前半に演奏された2曲も楽しめました。芥川也寸志さんの作品を実演で聞くのは初めてでしたが,ソヴィエト連邦時代のプロコフィエフとかショスタコーヴィチのような雰囲気がある,大変分かりやすい音楽でした。1950年代の作品ということで,「皆,当時はこういう明るい未来を描いていたのかも」と思わせるようなところがありました。レトロとモダンが交錯したような面白さを感じました。それと,芥川さんならではの,同じ音型の繰り返し。これにはハマってしまいそうです。

「パリのアメリカ人」も,じっくりと演奏されました。曲想からすると,もう少しリラックスした感じがあっても良いかなとも思いましたが,その分,立派なクラシック音楽風のスケール感たっぷりの演奏になっていました。

アンコールでは,「幻想交響曲の後ならば,多分これかな?」という,ハンガリー行進曲が演奏されました。

金沢で「夏オケ」が演奏するのは今回が初めてだと思いますが,しっかりと楽しませてもらいました。来年以降は北陸新幹線が使えるようになるので,機会があればまた公演を行ってもらいたいと思います。

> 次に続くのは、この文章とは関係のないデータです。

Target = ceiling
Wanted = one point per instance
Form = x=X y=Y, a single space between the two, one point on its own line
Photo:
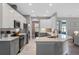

プログラムに書かれていた過去の演奏記録には,バルトークの管弦楽のための協奏曲とかショスタコーヴィチの「レニングラード」とか金沢で演奏されたことのないような作品が入っていましたが,曲目次第では,他都市に聞きに行っても面白いかなとも思いました。

PS. 今回のプログラムのパンフレットですが,入場料700円にしては大変立派なものでした。そういえば,チラシもカラー印刷でした。さすが医科大だなぁと妙なところで感心しました。